If we go to the Scriptures and claim, by faith, the Spirit’s help in overcoming our sins, we enter into the enjoyment of the fullness of spiritual life and blessing. If we fail to do so, we wither and die — as far as our spiritual experience is concerned. We can never lose our salvation, of course, for “everlasting life” was obtained by faith in Christ, not by walking in the Spirit.
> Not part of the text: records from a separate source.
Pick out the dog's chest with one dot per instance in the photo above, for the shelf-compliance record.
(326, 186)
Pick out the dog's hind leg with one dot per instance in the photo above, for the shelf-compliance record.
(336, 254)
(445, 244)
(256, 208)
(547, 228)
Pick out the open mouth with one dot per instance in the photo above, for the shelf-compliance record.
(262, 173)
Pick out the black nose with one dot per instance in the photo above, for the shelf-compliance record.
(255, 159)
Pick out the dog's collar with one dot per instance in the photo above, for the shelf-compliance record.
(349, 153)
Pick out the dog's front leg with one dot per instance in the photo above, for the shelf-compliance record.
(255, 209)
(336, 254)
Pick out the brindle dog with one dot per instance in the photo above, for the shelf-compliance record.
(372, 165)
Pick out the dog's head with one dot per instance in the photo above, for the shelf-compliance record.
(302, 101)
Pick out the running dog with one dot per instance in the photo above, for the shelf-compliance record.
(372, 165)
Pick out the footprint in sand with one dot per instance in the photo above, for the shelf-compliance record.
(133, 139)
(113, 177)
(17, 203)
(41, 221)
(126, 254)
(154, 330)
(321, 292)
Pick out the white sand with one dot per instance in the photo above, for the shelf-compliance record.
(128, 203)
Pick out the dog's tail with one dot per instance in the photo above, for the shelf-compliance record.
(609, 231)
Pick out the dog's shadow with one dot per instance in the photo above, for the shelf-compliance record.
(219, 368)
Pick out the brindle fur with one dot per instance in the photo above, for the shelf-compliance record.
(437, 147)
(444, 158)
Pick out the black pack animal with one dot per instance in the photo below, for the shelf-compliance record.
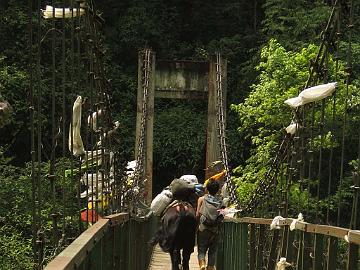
(177, 232)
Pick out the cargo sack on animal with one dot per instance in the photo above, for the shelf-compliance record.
(161, 201)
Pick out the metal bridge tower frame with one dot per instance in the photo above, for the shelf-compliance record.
(179, 79)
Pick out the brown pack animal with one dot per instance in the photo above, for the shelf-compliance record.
(177, 230)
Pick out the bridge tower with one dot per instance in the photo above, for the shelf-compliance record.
(178, 79)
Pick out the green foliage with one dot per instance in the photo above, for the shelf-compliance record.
(263, 116)
(172, 149)
(15, 251)
(295, 23)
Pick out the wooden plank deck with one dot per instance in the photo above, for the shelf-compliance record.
(161, 260)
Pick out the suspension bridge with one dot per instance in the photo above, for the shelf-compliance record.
(108, 203)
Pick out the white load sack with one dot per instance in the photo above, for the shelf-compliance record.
(76, 145)
(312, 94)
(160, 202)
(292, 128)
(190, 178)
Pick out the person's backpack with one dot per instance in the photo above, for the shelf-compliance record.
(210, 217)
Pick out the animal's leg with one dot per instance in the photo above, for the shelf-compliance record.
(175, 259)
(186, 258)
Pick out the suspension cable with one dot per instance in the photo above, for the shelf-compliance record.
(230, 186)
(140, 158)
This is confirmed by the fact that the same apostle who pleads: “Grieve not the Holy Spirit of God,” hastens to add: “WHEREBY YE ARE SEALED UNTO THE DAY OF REDEMPTION” (Eph. 4:30).
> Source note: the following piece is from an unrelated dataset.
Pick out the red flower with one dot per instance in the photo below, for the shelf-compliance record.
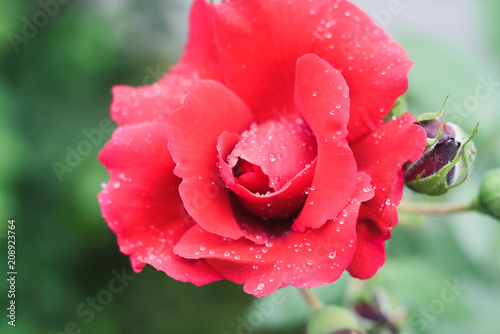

But failure to appropriate God’s gracious provision for victory over sin does result in death as far as our Christian experience is concerned. This is what the Apostle means, when he says, by the Spirit:

    “FOR TO BE CARNALLY MINDED IS DEATH; BUT TO BE SPIRITUALLY MINDED IS LIFE AND PEACE” (Rom. 8:6).

    “FOR IF YE LIVE AFTER THE FLESH, YE SHALL DIE: BUT IF YE THROUGH THE SPIRIT DO MORTIFY [PUT TO DEATH] THE DEEDS OF THE BODY, YE SHALL LIVE” (Rom. 8:13).

To the careless Corinthians, the Apostle Paul exclaimed:

    “What? know ye not that your body is the temple of the Holy Spirit, which is in you, which ye have of God, and ye are not your own?

    “For ye are bought with a price: therefore glorify God in your body, and in your spirit, which are God’s” (I Cor. 6:19,20).